Thursday, June 15 at 10:30 a.m., a Raymond Street resident called to report finding fraudulent charges on her Citibank business account statements dating back to November 2022. She provided her credit card information to OMG National for a search engine optimization trial, and they continue to charge her account. She has notified Citibank which has opened an investigation. At this point, this resident has lost approximately $2,076.

Friday, June 16 at 12:20 p.m., a Blake Road resident stated that 40,000-mile points had been stolen on May 30. American Airlines notified her of a recent, suspicious purchase using her miles and asked her to verify that use. American Airlines stated someone had purchased two tickets using these points and was unable to provide any further information at this time. American Airlines will be filing its own investigation, opening a new account for this resident, and reimbursing these points.

Saturday, June 17 at 12:05 p.m., a Grove Street resident came into the station with her elderly father to report he had mailed a check to the Town of Lexington for $225.44 at an unknown mailbox on May 22. The check was intercepted, washed, and the handwriting on the original check was altered. There was an attempt to cash it for $18,704.32 at an unknown location. Cambridge Savings Bank notified this resident regarding this attempted fraud. There is no monetary loss.
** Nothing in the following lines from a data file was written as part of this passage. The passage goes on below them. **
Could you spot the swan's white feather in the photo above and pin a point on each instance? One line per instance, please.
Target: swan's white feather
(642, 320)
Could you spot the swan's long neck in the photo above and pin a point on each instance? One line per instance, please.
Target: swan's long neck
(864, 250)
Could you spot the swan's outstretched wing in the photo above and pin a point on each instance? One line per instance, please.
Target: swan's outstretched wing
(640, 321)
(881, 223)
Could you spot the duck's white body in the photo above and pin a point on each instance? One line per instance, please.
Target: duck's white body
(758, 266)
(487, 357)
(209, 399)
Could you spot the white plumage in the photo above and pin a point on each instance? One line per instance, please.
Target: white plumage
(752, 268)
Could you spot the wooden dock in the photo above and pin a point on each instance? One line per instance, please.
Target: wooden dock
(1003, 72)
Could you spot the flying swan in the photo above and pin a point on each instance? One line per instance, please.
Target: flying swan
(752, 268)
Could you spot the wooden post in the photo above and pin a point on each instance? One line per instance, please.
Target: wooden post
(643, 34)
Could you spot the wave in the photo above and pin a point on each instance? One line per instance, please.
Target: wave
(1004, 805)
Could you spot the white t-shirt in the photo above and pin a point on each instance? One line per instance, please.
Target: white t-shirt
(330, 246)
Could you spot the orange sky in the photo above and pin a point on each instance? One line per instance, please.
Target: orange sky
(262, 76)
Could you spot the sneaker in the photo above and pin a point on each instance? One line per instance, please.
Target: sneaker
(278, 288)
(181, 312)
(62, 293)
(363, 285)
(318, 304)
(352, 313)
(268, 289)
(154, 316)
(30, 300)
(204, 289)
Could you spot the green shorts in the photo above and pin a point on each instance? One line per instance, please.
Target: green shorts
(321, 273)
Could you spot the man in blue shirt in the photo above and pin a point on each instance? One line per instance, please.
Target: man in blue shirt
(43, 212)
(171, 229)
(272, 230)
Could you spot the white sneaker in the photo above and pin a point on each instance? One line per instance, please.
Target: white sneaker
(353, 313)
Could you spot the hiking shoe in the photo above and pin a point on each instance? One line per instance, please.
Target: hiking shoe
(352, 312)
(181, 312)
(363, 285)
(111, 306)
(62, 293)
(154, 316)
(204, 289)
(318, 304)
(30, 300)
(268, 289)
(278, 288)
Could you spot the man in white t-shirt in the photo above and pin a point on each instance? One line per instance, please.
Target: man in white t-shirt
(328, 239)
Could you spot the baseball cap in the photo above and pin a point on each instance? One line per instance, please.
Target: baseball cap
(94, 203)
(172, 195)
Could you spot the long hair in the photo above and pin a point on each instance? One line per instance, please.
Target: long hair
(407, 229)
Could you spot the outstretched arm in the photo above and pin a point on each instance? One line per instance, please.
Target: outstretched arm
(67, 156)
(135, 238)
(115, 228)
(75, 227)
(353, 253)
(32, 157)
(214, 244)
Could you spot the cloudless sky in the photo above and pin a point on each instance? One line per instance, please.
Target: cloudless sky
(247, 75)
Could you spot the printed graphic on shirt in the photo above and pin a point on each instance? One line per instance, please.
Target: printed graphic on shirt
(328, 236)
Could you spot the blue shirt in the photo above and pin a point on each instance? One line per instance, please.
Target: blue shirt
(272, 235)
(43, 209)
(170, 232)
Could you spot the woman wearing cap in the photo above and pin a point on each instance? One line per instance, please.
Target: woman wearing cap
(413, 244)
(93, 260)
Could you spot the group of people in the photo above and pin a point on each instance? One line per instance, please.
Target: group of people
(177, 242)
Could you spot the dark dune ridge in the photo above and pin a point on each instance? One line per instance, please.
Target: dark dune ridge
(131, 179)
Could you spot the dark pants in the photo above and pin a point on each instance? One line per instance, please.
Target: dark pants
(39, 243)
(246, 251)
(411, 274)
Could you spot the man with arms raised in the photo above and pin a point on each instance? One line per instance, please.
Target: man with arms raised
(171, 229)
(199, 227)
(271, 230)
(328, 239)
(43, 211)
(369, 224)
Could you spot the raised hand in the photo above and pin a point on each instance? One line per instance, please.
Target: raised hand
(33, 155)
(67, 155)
Monday, June 19 at 11:40 a.m., a Peacock Farm Road resident reported she had been the victim of fraud. A person unknown to her opened a credit card in her name in March 2023 and charged $9,433.94. She contacted the credit card company, and the account has been closed.

*Facts recorded from AARP’s Your 2023 Fraud Survival Guide, April 2023 issue of the AARP Bulletin. 

“Fake Barcodes on Gift Cards: That gift card tucked into a birthday card or thank you note could be worth $0.00 if scammers siphoned off the value first. The Con: Law enforcement agencies warn that nimble-fingered crooks affix fake barcode stickers over the real ones on the back of the gift card in stores. When you purchase the card, the cashier scans the fake bar code at checkout – directing your money into the scammer’s gift card account. Protect Yourself: with some gift cards, you can make sure the number of the bar code matches the number on the packaging. Or feel or gently scratch the bar code on a gift card before buying it. Don’t purchase if the barcode is on a sticker or if the package is ripped, wrinkled, bent, or looks tampered with, the Better Business Bureau recommends.”

The Lexington Police Department updates its incident log on Monday mornings. LexObserver coverage is a sampling of significant incidents and is not an exhaustive list. The full logs are available for public viewing.